The visualization tools help partners find the best opportunities to take actions to support species like Eastern brook trout that are sensitive to changes in water quality and temperature.

After a pause, Reeser added, “For that matter, it gives any group that is interested in brook trout conservation a place to start.”

And that’s what Saunders sees as most exciting about this tool. More than just aligning major players in conservation in the watershed, it gives others a lens to see where they fit into the regional conservation picture.

“Folks who live in the upper reaches of the watershed have had less incentive to focus on water quality issues in the Bay even though those same issues affect them,” she explained. “This map gives us another way to talk to people who haven’t felt connected to our work in the past.”

Bringing more people into the conservation allows partners to leverage resources through mutually beneficial projects, like protecting aquatic buffer areas around Schenevus Creek in Worcester, N.Y., because it will provide flood control for communities in the area, but also because it will increase water quality downstream.

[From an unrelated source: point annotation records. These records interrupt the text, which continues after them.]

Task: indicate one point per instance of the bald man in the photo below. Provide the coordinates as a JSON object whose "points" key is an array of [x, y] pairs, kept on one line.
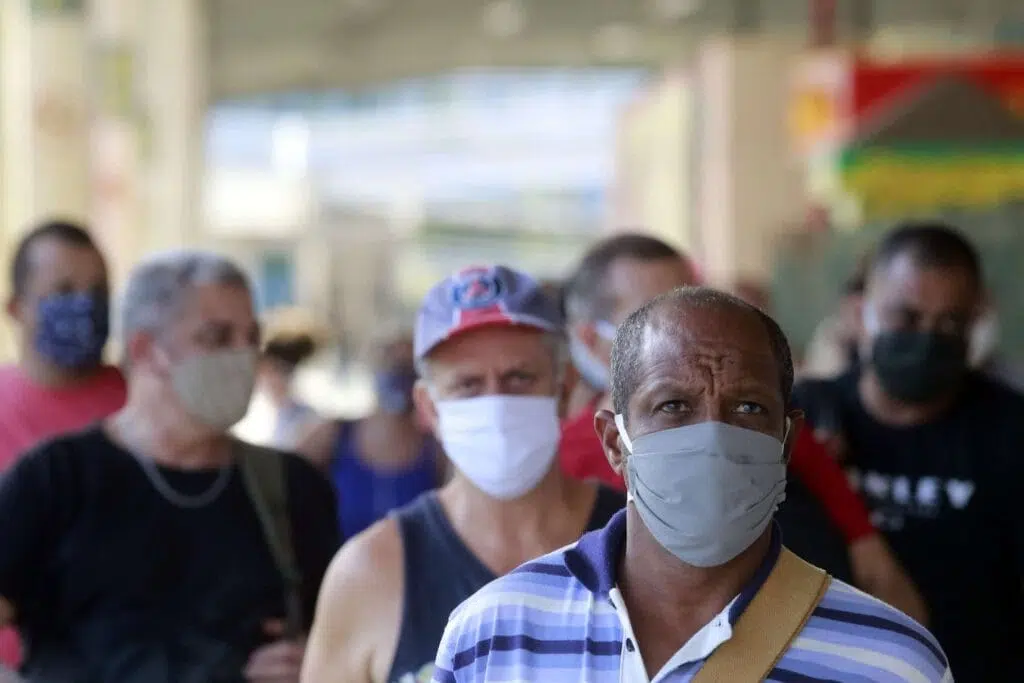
{"points": [[692, 574]]}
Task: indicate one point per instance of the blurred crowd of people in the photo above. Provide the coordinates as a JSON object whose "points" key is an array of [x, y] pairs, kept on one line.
{"points": [[608, 478]]}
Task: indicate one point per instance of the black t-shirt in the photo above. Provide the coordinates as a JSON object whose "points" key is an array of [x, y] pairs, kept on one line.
{"points": [[947, 496], [446, 572], [112, 580]]}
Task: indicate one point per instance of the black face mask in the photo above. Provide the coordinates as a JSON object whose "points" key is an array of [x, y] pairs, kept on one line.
{"points": [[918, 367]]}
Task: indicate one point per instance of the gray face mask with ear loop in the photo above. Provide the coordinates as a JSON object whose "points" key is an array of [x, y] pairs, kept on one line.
{"points": [[706, 492], [591, 369]]}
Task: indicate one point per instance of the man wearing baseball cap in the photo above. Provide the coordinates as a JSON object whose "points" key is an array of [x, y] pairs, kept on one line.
{"points": [[488, 347]]}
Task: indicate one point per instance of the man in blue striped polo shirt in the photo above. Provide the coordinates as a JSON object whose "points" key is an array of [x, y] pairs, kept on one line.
{"points": [[700, 386]]}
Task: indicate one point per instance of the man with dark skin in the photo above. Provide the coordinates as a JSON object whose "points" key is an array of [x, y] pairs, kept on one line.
{"points": [[701, 429]]}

That’s not only inclusive, it’s cost effective. Jennifer Greiner, Chesapeake Bay Liaison with the U.S. Fish and Wildlife Service, pointed out, “By honing in on places where actions can make the most difference, we can maximize return on conservation investments and help communities make decisions that meet multiple objectives efficiently.”

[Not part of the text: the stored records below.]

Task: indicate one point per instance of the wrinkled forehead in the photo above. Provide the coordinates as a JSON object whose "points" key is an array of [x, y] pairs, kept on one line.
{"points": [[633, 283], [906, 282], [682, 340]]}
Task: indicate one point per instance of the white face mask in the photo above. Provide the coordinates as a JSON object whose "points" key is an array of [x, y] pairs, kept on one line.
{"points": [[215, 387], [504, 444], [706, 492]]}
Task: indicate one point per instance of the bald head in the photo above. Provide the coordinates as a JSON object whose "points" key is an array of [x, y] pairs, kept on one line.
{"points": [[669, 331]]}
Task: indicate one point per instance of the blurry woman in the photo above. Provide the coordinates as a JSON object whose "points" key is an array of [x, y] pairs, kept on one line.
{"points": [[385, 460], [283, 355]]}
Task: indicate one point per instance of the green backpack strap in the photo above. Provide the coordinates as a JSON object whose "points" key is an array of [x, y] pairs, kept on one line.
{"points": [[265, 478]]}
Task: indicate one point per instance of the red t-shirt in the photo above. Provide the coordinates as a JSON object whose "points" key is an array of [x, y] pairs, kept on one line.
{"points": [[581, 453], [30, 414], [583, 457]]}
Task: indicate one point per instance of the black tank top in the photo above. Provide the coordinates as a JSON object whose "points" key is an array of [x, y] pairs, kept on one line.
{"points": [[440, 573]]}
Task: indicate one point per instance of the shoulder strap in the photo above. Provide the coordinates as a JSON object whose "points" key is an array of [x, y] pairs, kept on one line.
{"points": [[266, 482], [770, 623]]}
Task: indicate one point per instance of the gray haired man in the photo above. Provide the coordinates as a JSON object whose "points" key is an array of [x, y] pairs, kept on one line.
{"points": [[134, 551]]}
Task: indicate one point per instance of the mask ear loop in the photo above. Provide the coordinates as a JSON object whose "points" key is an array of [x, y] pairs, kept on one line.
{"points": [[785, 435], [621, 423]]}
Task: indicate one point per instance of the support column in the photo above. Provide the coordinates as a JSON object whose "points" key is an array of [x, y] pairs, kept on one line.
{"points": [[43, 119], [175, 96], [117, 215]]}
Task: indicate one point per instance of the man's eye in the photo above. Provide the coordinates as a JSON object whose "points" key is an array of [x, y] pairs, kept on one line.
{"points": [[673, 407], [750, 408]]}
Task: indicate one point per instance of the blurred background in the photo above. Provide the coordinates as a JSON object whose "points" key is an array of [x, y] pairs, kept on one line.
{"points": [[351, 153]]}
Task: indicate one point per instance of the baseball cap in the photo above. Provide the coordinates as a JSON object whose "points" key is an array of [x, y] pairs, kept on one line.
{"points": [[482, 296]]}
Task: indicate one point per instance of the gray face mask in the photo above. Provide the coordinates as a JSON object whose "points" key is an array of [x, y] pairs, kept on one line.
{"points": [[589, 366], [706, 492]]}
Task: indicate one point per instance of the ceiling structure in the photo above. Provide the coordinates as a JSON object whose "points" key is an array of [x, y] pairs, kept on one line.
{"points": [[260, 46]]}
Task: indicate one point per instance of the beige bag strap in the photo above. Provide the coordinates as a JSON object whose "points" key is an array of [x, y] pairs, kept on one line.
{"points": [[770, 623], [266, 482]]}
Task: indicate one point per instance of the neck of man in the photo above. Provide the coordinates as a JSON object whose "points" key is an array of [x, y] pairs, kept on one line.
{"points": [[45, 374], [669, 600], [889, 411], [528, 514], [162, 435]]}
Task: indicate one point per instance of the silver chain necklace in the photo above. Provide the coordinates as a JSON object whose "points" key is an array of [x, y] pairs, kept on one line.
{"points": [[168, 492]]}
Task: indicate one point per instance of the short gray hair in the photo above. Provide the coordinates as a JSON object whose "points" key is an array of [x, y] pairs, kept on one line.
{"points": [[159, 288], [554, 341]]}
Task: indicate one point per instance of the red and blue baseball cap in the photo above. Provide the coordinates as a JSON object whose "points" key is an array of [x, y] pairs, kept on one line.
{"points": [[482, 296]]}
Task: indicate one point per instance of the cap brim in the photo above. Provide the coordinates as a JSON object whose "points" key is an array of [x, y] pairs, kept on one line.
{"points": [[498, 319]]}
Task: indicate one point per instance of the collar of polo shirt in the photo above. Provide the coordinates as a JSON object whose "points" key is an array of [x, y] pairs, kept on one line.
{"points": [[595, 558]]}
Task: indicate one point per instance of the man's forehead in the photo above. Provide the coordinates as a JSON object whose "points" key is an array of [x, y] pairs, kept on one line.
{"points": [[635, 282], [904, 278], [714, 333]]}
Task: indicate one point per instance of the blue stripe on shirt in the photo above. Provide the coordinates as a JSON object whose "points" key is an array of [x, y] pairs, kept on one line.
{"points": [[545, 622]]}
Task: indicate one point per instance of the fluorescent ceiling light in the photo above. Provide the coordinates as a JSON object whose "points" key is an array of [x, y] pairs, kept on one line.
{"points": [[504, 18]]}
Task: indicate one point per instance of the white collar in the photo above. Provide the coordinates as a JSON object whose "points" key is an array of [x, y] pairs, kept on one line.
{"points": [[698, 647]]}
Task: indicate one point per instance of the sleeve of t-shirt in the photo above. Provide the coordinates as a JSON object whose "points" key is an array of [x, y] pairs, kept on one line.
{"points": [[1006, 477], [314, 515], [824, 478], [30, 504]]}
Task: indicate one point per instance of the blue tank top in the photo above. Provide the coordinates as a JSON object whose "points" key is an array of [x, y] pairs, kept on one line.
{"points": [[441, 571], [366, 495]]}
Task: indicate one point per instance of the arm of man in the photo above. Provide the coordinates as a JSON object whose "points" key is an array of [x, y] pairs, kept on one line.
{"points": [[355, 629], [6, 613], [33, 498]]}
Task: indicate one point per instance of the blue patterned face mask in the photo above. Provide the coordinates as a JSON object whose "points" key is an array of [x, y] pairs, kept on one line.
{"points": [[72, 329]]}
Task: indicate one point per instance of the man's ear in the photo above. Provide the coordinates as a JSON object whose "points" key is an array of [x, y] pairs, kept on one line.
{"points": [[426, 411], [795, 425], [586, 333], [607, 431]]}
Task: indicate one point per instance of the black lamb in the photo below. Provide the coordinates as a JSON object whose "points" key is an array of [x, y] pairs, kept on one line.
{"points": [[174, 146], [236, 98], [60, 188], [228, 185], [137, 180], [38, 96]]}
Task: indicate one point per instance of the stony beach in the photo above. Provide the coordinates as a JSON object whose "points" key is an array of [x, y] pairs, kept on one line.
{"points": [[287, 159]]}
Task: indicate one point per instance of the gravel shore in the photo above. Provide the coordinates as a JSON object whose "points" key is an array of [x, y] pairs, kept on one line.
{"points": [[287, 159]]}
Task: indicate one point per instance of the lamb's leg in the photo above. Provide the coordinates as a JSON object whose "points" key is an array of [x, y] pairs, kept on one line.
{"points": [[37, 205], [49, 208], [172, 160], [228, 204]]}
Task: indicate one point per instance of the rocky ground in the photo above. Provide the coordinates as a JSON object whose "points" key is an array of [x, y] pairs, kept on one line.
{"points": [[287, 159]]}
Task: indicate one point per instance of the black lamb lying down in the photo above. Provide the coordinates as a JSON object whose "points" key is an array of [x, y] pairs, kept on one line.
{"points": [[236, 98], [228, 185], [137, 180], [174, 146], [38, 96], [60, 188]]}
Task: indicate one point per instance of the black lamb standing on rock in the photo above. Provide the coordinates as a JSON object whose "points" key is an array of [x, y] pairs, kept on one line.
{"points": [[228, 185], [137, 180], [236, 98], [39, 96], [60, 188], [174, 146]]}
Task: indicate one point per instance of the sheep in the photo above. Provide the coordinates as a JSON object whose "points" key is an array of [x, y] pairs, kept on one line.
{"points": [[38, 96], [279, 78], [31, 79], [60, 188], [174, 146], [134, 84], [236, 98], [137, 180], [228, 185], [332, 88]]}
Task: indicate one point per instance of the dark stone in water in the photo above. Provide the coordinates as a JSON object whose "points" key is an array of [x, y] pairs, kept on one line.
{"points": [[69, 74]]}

For people living, working, and playing across this region — from the upper reaches of the Susquehanna River to mouth of the James River — all roads on the Chesapeake Bay watershed prioritization map lead to a brighter conservation future.

 

1 thought on “Putting conservation on the map in the Chesapeake Bay watershed

  1. Rob @i4lcd

    This: “Nature’s Network reflects habitat needs for thousands of vulnerable species identified in State Wildlife Action Plans from Maine to Virginia, as well as for important game species like American black duck.” Nice work, Chesapeake Conservation Partnership!